What should Black women do in these situations?
For Black women, I make a recommendation in the report, qualifying it, by saying that this double gap is not due to any lacking on the part of Black women in terms of negotiating. Because one of the pushbacks will be that women and Black people lack the appropriate negotiating skills. They'll say, “It’s not a race thing. It’s not a gender thing.” I don’t buy that argument. This is not an innate problem. We are dissuaded from negotiating. It’s not any lacking on the part of women, Black people, or Black women. So, it’s not really up to us to solve this.

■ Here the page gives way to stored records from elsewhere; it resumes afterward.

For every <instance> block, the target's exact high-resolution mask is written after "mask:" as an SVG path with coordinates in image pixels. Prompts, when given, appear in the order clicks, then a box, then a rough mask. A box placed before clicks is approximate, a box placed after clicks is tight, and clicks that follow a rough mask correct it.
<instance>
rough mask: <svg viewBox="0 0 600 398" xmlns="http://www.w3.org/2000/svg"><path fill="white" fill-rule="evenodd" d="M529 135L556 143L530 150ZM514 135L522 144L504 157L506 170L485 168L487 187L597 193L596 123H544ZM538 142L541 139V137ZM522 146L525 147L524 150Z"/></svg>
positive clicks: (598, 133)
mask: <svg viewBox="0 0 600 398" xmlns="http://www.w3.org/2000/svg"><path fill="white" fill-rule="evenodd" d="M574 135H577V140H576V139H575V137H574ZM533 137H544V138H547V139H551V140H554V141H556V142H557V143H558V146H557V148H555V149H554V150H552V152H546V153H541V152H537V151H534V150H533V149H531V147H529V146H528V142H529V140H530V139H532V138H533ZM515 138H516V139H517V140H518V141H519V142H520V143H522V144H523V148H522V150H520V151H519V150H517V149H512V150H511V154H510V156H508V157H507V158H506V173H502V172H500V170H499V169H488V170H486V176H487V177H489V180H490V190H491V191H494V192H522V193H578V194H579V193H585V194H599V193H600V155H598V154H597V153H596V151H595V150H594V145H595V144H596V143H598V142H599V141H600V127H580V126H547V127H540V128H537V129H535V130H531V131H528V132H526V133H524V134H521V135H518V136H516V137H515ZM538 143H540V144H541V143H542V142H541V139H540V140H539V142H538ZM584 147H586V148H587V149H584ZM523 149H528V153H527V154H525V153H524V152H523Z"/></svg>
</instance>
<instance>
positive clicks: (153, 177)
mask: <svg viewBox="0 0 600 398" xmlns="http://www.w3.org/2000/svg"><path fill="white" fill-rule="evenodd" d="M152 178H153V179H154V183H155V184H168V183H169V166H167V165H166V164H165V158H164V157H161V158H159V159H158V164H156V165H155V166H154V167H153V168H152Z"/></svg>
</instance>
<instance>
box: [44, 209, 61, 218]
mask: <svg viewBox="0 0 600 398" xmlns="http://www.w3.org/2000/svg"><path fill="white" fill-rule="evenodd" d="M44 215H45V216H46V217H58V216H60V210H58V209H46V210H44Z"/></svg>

But given the context, one thing that black women can do is negotiate for compensation and benefits whenever possible. Once Black women figure out how much they want to ask for, what they think they deserve, and have consulted with family and friends, I recommend that Black women ask for a little bit more. If you’re about to be promoted or hired for a job and you’ve done your research, and you think that 65,000 dollars seems like it would be fair compensation, my suggestion is to ask for five to 10 percent more than that. Don’t try to just singularly close the gender wage gap and ask for 50 percent more, because there will be backlash. The research is very clear on that. Don’t go in, guns blazing. Ask for five to 10 percent more. If you want to go for broke, ask for 15 percent more. You might not get it, but if you don’t ask for just a little bit more, you definitely won’t get it. Even if you’re a woman of color who’s a blue-collar worker, you might not have a lot of wiggle room with compensation, but there are other things that you can ask for, like a better work schedule or extra vacation days. You might not get it, but you should ask because the chances are really good that you’re being underpaid, under-compensated, undervalued. These are the small actions you can take to try to chip away at that.

“What has to be accompanied is an employer’s will to not just be focused on executive-level compensation, but compensation for the least paid employee.” —Michelle Holder

What can companies do to help close the double gap?
If progressive-minded employers want to take action to determine whether or not something is awry in their organization, there’s a whole infrastructure in place to determine that: It’s called a pay parity audit where independent and trained professionals can be brought in to look at the salary structure. It’s simple and straightforward. And can determine whether there are inequities in the compensation structure in an organization. But employers have to be willing to do that. In fact, when executives are being considered for raises, they bring in auditors to look at the compensation structure within an organization, to look at comparable compensation structures within the industry, to then make a recommendation to the board of directors whether or not the CEO should get half a million more. This is routinely done. What has to be accompanied is an employer’s will to not just be focused on executive-level compensation, but compensation for the least paid employee.